During the period of political clandestinity, he served as president of the Radical Party of Chile from 1983 to 1990 and as a member of its National Executive Committee. In 1990, more than 300 assemblies were created and the Center for Research and Studies of Democratic Socialism (CIEDE) was founded, financed by the German Social Democratic Party. He served as a member and vice-president of the Bureau of the Socialist International.

From 1984, he served as president of the Democratic Socialist Federation of Chile. In March 1983, together with Gabriel Valdés Subercaseaux, he co-founded the Democratic Alliance, serving as its president for several periods until 1987. He was also a member of the leadership of the "No" campaign in the 1988 plebiscite.

In 1989, together with Ricardo Núñez, president of the Socialist Party of Chile, he co-founded the Party for Democracy (PPD). He was a pre-candidate for the presidency in 1989 and later became president of the presidential campaign committee of Patricio Aylwin.
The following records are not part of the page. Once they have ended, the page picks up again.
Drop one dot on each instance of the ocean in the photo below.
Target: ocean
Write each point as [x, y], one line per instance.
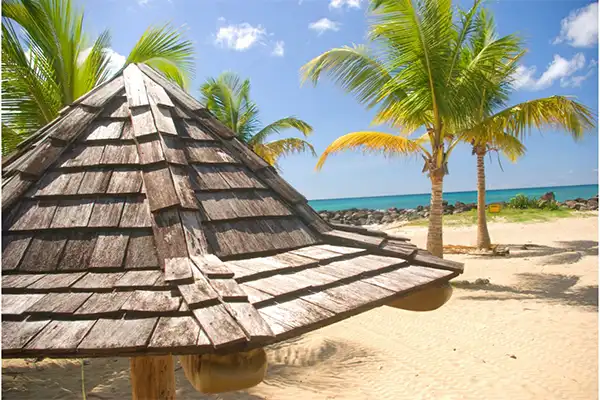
[562, 193]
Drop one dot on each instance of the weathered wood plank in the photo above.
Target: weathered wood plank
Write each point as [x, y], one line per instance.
[125, 181]
[43, 253]
[103, 303]
[59, 303]
[122, 334]
[152, 301]
[168, 233]
[141, 252]
[160, 188]
[136, 214]
[194, 234]
[98, 281]
[16, 334]
[176, 332]
[109, 251]
[14, 247]
[219, 325]
[250, 320]
[178, 269]
[94, 182]
[72, 213]
[106, 213]
[16, 304]
[61, 335]
[135, 87]
[78, 251]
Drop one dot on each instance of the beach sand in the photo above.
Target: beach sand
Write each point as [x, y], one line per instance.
[531, 333]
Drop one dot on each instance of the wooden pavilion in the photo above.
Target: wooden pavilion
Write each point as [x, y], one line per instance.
[136, 225]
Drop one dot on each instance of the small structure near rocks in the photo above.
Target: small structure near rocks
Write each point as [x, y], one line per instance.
[136, 225]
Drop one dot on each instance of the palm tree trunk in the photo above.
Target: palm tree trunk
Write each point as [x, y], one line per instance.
[483, 236]
[435, 242]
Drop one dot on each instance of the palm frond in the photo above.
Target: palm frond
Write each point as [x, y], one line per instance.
[371, 142]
On 11 March 1990, he was appointed Minister of Foreign Affairs by President Patricio Aylwin, serving until 11 March 1994. During his tenure, he worked to re-establish diplomatic relations with Mexico and countries of Central and Eastern Europe and the former Soviet Union, and promoted regional integration through Chile's incorporation into the Rio Group, assuming its presidency and pursuing agreements with Bolivia, Argentina, Ecuador, Peru, and other countries on economic, agricultural, and diplomatic matters.